Walmart-backed Ibotta shops US$472.5m IPO

IFR 2529 - 13 Apr 2024 - 19 Apr 2024
3 min read
Americas
Anthony Hughes

Ibotta is in the market with its long-mooted up to US$472.5m NYSE IPO that capitalises on its much improved earnings and growth profile as its relationship with retailer Walmart has blossomed in recent years.

Goldman Sachs, Citigroup and Bank of America are leading the sale of 5.625m primary and secondary Class A shares at US$76–$84 each, representing about 16% of the grocery coupon and cash-back promotions company that will price its IPO on Wednesday.

Ibotta's IPO is the latest sign the US tech IPO market is staging a recovery after last month's robust debuts of AI chipmaker Astera Labs and social media firm Reddit.

Tech ECM bankers expect to chalk up another milestone in the coming week with the launch of the US$500m-plus NYSE IPO of Rubrik. The cybersecurity firm's debut would mark the first software IPO this year and only the second since late 2021 as depressed sector valuations have discouraged activity.

Ibotta's pivot to profitability last year has enhanced its appeal to investors and likely driven the timing of its IPO.

Nearly all the company's growth in the first quarter has come not from its direct-to-consumer mobile app that launched in 2012 but from third-party websites such as Walmart's, which uses Ibotta technology for its cash-back rewards programme.

In 2021, Ibotta – its name is based on the words "I bought a" – became Walmart's exclusive provider of digital item-level rebate offers and issued warrants to the retailer in return for access to its customers. Walmart is the biggest retailer in the US by revenue.

The arrangement began with Walmart's paid members before being expanded to all its customers in the third quarter of last year. Ibotta also partners with retailers such as Dollar General, Kroger and Shell.

Revenue from third-party websites generated 33% of Ibotta's sales last year, up from a modest contribution a year earlier, but management expects this to ramp up to 70% in the long term.

Aided substantially by this shift, Ibotta delivered a net profit of US$38.1m last year, up from a US$54.9m loss in 2022.

"The business is completely transformed," an ECM banker said. "There is some concentration risk with Walmart, and I don't know how investors will factor that into their valuations, but Ibotta's financials speak for themselves.

"The shift from pure couponing to white-label solutions seems to have got a lot of investors excited."

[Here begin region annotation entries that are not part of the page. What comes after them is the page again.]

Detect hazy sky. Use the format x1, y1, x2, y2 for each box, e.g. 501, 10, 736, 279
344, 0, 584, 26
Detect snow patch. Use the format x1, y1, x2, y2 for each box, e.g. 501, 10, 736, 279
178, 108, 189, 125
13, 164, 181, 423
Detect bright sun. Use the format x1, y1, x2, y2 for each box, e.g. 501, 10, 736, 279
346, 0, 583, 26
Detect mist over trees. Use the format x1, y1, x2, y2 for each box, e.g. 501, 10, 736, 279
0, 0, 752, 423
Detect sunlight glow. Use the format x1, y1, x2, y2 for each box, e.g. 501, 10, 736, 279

The IPO terms give Ibotta a fully diluted market capitalisation of close to US$3bn versus its 2023 revenue of US$320m, up 52% on 2022.

The offering comprises 2.5m primary shares and 3.125m from selling shareholders led by Charles Koch's privately held Koch Industries, which bought the bulk of a US$75m five-year convertible bond Ibotta issued in 2022. Koch is selling 1.1m shares to leave it with a 5.2% voting stake.

Ibotta CEO and founder Bryan Leach, who controls the company through holdings of super-voting Class B shares, is selling 531,000 shares to reduce his voting stake to 71.3% from 78.7%.

Walmart, which holds a notional 10%-plus stake in Ibotta through unexercised warrants, is not selling in the offering.